Book Review – “Socialism is Great!” by Lijia Zhang
I fear this is going to be a short review. This is not to say that I didn’t enjoy reading “Socialism is Great!”, or that I’d hesitate in recommending it, but just that I’m not sure I’ve got much of interest to say here. What we have is a memoir of a Chinese woman called Lijia Zhang (or Zhang Lijia, more properly), who was born during the Cultural Revolution of the mid-sixties. For those not in the know, the Cultural Revolution was nothing like the bohemian unrest in countries such as the U.S. and France at similar times: it was an extended period of anarchy and murderous madness in which Mao (who had been pushed out of power) sought to wrestle back control using civil disobedience among his followers. Lynchings, murder, the like. Millions dead. Not a happy time to have been born, but Zhang’s tale is illuminating in that it explains how life in Nanjing began to improve over the following decades.
From humble circumstances, in which she lived in a small apartment with her mother, grandmother, younger brother and occasionally her father, young Lijia tried, often unsuccessfully, to improve her circumstances. In China at that time this meant trying to get into university, which was no mean feat. Unfortunately for her, at book’s opening (with Lijia sixteen or so), her mother plans to have Lijia take over her own job in a rocket-making factory. If Lijia Zhang has any ‘claim to fame’ at all, it is in that she was employed in a plant that built nuclear missiles intended to reach America. But so were thousands of others. So Zhang’s account is not particularly unique, but it does provide a ‘slice of life’ account of Nanjing in the seventies and eighties.
Lijia struggles on, attending TV University (in which students watch their lecturers, you guessed it, on TV) and mournfully returning to her plant, which seems to have achieved the pinnacle in inefficiency (very little work gets done, it seems). As Lijia gets older she is drawn into a series of sexual relationships with various men, none of which prove to be very satisfactory. Eventually she falls pregnant, but manages to secure an abortion. This is interesting, as it shows the shocking and degrading treatment of women’s sexuality in China through the decades in question. China has an extremely long history of poor treatment of women, over at least 5000 years, and Zhang’s account corroborates much of this history. This is a gruelling read at times.

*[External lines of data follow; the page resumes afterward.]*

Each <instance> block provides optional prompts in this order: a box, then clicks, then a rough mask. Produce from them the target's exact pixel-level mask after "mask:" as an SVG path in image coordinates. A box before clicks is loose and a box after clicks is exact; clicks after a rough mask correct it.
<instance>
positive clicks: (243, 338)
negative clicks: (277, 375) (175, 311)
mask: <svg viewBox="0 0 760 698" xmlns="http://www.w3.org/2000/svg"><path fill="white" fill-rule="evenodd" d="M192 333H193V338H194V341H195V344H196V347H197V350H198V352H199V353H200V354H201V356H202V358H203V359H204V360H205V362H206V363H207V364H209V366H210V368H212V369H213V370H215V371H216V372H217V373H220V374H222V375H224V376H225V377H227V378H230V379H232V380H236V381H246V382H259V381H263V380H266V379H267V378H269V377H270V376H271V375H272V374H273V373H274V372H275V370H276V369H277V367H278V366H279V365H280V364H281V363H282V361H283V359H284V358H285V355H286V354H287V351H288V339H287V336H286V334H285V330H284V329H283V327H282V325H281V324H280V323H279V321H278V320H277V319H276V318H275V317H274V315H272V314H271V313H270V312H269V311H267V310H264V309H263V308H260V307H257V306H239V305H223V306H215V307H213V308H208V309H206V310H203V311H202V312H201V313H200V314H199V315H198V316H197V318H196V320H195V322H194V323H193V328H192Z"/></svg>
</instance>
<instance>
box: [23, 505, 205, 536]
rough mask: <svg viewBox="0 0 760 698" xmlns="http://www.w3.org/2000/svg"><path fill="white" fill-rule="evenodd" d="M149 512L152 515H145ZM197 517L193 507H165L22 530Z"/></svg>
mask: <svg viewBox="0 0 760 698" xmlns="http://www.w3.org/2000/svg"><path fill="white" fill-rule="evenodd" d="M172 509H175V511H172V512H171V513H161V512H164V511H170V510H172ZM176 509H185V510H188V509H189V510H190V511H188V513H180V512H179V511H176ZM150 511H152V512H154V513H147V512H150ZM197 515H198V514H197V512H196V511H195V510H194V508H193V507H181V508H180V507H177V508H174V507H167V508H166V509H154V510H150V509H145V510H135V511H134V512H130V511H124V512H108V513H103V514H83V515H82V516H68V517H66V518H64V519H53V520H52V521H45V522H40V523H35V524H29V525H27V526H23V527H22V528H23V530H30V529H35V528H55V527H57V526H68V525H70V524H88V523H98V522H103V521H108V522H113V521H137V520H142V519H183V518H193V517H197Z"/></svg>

Toward the end of the book, Lijia becomes involved in some of the student activism associated with the Tiananmen uprising of 1989 and beforehand. This is where I felt the book inadequate, as it did not really provide much detail in this direction. Yes, Lijia did coordinate a march of workers at her plant, but that’s really about it. And the book ends rather abruptly, with her being fingerprinted by the police for her role in these demonstrations. Despite her life experience, Zhang does not appear to have much to say about the ills of Chinese ‘Socialism’ (I use the term loosely), nor of the student movement of the time. Here I sensed a sharp contrast between her account and the work of my favourite Chinese writer, Ma Jian, whose account of the Tiananmen uprising and massacre is given exhaustive treatment in Beijing Coma and to a lesser extent in Red Dust.
So “Socialism is Great!”, despite its apparently ironic title, isn’t really a political book. It is in fact a personal memoir about a woman of no particular importance to the scheme of things. In this I found it slightly baffling, but interesting nonetheless. Where this book excels, to my way of thinking, is in its description of the particular details of Nanjing life in the seventies and eighties. There is a wealth of small, trivial detail here, but I guess I am saying that I was looking for a bigger picture or thesis which did not prove to be forthcoming.